Climate Change and Health in Colorado: Examining the Connection
Today marks the four-year anniversary of my move from Virginia to Colorado. Like many other “non-natives” I was drawn here by the enchanting Rocky Mountains.
I’m an ultra-marathoner and the trails that meander along the foothills and through the high country provide endless adventures for me.
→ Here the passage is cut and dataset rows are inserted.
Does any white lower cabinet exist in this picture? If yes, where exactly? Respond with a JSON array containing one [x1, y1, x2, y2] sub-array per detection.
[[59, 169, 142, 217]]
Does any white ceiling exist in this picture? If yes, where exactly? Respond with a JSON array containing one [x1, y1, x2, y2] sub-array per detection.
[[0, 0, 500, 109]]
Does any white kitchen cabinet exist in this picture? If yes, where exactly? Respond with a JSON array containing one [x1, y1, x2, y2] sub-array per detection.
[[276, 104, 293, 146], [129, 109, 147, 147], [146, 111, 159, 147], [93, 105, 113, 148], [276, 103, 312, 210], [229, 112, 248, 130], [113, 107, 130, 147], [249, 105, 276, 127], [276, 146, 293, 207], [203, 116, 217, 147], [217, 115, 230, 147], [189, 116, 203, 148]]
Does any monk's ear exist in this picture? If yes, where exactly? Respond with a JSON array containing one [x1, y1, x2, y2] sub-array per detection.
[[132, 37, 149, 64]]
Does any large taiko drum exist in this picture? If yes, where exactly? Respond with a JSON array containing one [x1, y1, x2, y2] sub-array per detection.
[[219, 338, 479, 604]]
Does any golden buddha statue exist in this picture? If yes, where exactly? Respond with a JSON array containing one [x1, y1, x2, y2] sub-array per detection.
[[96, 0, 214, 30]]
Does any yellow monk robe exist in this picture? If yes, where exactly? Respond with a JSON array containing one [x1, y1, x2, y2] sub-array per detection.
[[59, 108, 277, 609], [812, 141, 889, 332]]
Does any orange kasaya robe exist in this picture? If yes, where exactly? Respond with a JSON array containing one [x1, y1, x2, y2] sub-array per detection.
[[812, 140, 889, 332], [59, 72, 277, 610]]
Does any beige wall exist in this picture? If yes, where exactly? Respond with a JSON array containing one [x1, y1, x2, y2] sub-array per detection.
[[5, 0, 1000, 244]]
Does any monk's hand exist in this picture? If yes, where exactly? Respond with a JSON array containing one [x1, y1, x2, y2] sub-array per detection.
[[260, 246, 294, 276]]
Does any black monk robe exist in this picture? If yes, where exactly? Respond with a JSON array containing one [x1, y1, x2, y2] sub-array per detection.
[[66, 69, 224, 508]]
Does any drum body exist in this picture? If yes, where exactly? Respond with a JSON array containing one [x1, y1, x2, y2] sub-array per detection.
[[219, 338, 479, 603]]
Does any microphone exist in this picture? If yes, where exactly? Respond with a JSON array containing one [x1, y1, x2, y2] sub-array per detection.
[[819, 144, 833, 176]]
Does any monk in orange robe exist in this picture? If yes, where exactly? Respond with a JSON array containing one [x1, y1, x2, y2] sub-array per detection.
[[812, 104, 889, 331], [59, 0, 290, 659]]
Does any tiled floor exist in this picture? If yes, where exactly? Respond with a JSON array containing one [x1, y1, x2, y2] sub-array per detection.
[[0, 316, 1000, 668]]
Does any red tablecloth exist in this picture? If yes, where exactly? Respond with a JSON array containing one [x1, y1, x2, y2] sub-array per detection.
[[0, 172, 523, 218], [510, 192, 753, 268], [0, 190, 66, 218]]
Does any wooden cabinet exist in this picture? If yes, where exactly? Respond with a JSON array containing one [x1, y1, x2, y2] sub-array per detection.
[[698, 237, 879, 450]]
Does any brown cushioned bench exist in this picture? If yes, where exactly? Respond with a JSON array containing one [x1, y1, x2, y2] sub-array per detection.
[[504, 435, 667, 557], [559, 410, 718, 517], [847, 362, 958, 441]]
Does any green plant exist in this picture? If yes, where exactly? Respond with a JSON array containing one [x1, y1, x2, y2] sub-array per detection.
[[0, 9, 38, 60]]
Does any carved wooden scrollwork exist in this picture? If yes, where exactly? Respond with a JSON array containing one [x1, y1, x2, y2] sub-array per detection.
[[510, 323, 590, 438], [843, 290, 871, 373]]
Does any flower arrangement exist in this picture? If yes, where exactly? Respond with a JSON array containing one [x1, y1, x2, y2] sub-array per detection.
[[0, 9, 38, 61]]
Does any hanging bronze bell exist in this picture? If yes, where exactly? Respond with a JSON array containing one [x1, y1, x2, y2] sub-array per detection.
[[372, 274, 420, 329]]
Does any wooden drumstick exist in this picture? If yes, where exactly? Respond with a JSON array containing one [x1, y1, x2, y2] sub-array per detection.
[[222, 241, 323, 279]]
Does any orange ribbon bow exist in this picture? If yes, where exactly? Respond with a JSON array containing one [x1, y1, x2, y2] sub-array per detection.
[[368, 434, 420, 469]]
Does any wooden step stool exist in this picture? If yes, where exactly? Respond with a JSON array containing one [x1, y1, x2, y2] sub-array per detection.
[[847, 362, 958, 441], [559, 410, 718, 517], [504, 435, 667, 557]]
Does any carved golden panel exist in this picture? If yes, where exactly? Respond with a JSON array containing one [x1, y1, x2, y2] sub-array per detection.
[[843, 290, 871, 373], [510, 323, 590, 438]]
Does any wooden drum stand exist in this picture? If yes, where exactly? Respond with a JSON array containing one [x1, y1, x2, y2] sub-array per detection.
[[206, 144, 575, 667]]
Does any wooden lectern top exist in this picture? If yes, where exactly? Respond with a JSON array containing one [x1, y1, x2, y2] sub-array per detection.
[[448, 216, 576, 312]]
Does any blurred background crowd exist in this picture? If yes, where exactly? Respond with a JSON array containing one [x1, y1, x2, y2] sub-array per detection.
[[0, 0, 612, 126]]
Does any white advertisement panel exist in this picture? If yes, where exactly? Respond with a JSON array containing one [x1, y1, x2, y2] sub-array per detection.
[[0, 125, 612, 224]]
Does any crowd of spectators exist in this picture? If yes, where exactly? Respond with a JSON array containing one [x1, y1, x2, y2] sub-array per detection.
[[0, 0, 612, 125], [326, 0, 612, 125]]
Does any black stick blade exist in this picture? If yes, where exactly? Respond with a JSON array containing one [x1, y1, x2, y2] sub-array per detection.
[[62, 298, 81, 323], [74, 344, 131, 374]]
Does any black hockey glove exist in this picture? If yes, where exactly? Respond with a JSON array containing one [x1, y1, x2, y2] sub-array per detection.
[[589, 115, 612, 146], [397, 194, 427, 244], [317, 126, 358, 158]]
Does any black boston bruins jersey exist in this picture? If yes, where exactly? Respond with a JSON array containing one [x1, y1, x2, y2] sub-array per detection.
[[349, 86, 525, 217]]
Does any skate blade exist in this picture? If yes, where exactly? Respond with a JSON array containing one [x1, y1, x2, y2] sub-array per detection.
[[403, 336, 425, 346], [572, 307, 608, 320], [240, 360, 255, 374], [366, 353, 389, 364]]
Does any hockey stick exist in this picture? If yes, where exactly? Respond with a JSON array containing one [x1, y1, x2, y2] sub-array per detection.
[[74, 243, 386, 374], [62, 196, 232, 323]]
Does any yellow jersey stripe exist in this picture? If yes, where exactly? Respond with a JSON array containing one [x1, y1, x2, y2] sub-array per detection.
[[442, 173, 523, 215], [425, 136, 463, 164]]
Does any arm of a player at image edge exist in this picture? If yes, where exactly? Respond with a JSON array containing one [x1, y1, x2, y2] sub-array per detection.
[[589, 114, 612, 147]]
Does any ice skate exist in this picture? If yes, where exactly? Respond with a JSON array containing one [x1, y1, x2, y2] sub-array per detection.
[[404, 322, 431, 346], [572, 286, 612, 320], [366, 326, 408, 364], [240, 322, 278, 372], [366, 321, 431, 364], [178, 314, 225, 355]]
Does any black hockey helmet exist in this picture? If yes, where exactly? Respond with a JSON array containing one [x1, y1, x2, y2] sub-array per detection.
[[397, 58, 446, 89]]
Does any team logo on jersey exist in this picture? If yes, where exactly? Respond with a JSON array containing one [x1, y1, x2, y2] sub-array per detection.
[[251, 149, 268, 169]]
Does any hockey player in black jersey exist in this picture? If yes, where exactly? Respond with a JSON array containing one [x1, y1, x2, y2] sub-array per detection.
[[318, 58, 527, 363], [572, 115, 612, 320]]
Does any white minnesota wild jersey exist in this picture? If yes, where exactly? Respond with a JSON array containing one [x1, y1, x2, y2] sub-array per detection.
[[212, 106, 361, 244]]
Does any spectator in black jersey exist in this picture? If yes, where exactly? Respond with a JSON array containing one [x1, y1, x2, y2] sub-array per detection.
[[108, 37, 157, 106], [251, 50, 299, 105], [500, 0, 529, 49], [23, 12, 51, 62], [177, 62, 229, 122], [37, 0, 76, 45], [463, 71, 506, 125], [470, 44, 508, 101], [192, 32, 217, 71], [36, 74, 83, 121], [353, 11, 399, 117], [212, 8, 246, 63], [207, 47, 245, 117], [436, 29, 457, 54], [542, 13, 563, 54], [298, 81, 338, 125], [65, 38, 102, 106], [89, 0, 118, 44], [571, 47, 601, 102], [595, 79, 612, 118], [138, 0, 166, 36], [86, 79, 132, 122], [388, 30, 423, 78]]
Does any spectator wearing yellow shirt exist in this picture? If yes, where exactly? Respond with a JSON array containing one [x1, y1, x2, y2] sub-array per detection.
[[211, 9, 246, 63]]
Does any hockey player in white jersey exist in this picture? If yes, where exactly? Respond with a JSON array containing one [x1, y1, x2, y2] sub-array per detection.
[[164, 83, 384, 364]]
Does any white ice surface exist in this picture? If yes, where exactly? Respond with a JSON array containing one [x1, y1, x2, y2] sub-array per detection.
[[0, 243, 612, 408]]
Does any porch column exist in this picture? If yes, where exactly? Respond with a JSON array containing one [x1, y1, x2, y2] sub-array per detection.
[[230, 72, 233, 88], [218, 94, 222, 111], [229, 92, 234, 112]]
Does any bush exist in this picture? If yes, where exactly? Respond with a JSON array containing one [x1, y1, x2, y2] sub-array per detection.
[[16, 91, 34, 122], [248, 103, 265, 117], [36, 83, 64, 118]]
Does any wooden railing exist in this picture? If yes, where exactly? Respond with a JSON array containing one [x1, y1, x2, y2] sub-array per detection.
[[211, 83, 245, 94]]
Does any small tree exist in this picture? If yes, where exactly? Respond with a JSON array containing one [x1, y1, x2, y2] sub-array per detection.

Running 50 miles a week, I often think about the air I breathe and the dangers of wildfires – which is how my passion for running and climate change intersected.
Today, the Colorado Health Institute (CHI) is publishing “Colorado’s Climate and Colorado’s Health: Examining the Connection.” The report, prompted by the growing body of scientific research showing the impact of climate change on health, marks the first work done by CHI in this area.
Our analysis reveals that rising temperatures, air quality, and wildfires are the three climate-related changes that pose the most health risks, especially for children, seniors, and those with lung or heart disease. And the impacts are being felt now.
But while polls show that 70 percent of Coloradans believe that climate change is happening, 39 percent think that it will harm them personally.
Since 2000, Colorado has experienced the highest spring and summer temperatures in its historic record. Heat can impact everyone, but seniors, children, pregnant women, outdoor workers, and low-income families are more vulnerable.
Hotter-than-average days, those above 90 degrees, also put a strain on the one million Coloradans with health conditions such as cardiovascular disease, diabetes or asthma.
Days of poor air quality can be seen and felt, especially during the summer months, in Colorado. The Denver-Aurora area and Fort Collins are ranked among the nation’s worst cities for ozone pollution. Coloradans who are vulnerable in this area include seniors with bronchitis or emphysema, the 107,000 children with asthma and the 380,000 adults with asthma.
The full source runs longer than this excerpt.